Ensemble learning methods combine a set of models to produce an estimator that
has better predictive performance than its individual components. A Random Forest
is a collection of decision trees that have been trained on randomly selected subsets
of the training instances and explanatory variables. Random forests usually make
predictions by returning the mode or mean of the predictions of their constituent
trees; scikit-learn's implementations return the mean of the trees' predictions.

Random forests are less prone to overfitting(Fit the training data perfectly, but do a very poor job of prediction on the test set) than decision trees because no single
tree can learn from all of the instances and explanatory variables; no single tree can
memorize all of the noise in the representation.

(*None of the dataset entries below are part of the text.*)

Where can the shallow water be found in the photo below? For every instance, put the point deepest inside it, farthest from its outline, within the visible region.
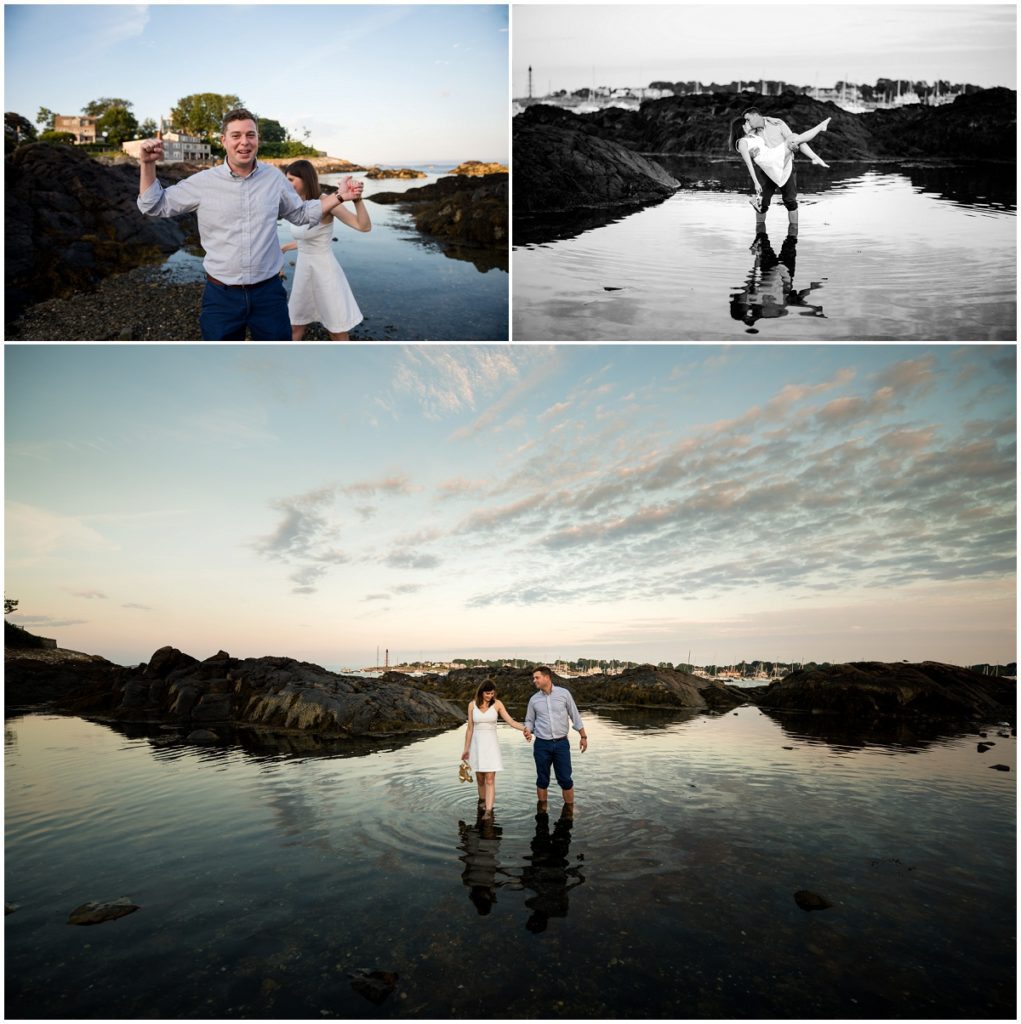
(882, 254)
(408, 288)
(266, 880)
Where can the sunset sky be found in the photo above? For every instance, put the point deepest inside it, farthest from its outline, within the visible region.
(373, 83)
(636, 502)
(572, 46)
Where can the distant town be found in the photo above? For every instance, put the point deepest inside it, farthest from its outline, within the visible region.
(756, 671)
(855, 97)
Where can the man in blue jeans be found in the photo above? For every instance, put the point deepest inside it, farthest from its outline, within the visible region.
(238, 203)
(550, 715)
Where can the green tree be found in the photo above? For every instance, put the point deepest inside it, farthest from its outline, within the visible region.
(202, 113)
(60, 137)
(97, 108)
(16, 130)
(118, 125)
(271, 131)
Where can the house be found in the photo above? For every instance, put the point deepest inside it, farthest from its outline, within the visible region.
(81, 127)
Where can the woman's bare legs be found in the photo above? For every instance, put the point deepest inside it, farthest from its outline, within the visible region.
(796, 140)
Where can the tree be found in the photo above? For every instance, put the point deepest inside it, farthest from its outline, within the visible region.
(202, 113)
(99, 107)
(271, 131)
(118, 125)
(16, 130)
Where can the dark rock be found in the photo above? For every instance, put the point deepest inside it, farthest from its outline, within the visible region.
(811, 901)
(561, 168)
(272, 693)
(870, 689)
(96, 913)
(374, 985)
(459, 209)
(72, 220)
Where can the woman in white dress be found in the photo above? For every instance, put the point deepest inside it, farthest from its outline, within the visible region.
(481, 745)
(320, 291)
(774, 161)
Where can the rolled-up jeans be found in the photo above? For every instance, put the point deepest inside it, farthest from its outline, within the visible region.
(557, 754)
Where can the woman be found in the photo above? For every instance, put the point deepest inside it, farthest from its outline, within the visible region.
(774, 161)
(481, 745)
(320, 291)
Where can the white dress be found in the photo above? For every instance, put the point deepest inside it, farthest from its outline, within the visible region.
(483, 755)
(776, 161)
(320, 291)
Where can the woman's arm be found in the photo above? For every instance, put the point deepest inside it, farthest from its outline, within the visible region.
(502, 711)
(358, 219)
(471, 727)
(742, 148)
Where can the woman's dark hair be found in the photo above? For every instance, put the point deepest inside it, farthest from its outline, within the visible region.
(736, 131)
(304, 170)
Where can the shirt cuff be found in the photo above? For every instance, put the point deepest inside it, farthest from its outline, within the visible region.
(151, 197)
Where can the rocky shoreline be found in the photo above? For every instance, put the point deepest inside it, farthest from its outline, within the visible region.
(282, 695)
(82, 264)
(142, 304)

Here we will update our ad blocker's classifier to use a random forest.

In [9]:
# Replace the DecisionTreeClassifier using scikit-learn's API by replacing the object with an instance of RandomForestClassifier. Like the previous example, we will
# Importing the RandomForestClassifier class from the ensemble module:

from sklearn.ensemble import RandomForestClassifier

In [10]:
# Replacing the DecisionTreeClassifier in the pipeline with an instance of RandomForestClassifier and updating the hyperparameter space:

pipeline = Pipeline([
('clf', RandomForestClassifier(criterion='entropy'))
])
parameters = {
'clf__n_estimators': (5, 10, 20, 50),
'clf__max_depth': (50, 150, 250),
'clf__min_samples_split': (1, 2, 3),
'clf__min_samples_leaf': (1, 2, 3)
}

In [None]:
# Grid Search to find the values of the hyperparameters that produce the random forest with the best predictive performance.

grid_search = GridSearchCV(pipeline, parameters, n_jobs=-1, verbose=1, scoring='f1')
grid_search.fit(X_train, y_train)
print 'Best score: %0.3f' % grid_search.best_score_
print 'Best parameters set:'
best_parameters = grid_search.best_estimator_.get_params()
for param_name in sorted(parameters.keys()):
    print('\t%s: %r' % (param_name, best_parameters[param_name]))

predictions = grid_search.predict(X_test)
print(classification_report(y_test, predictions))

Replacing the single decision tree with a random forest resulted in a significant
reduction of the error rate; the random forest improves the precision and recall for
ads to 0.97 and 0.83.

## Summary
Thus here we discussed ensemble learning methods,
which combine the predictions from a set of models to produce an estimator with
better predictive performance. Finally, we used random forests to improve our decision tree model's performance in predicting whether or
not an image on a web page is a banner advertisement.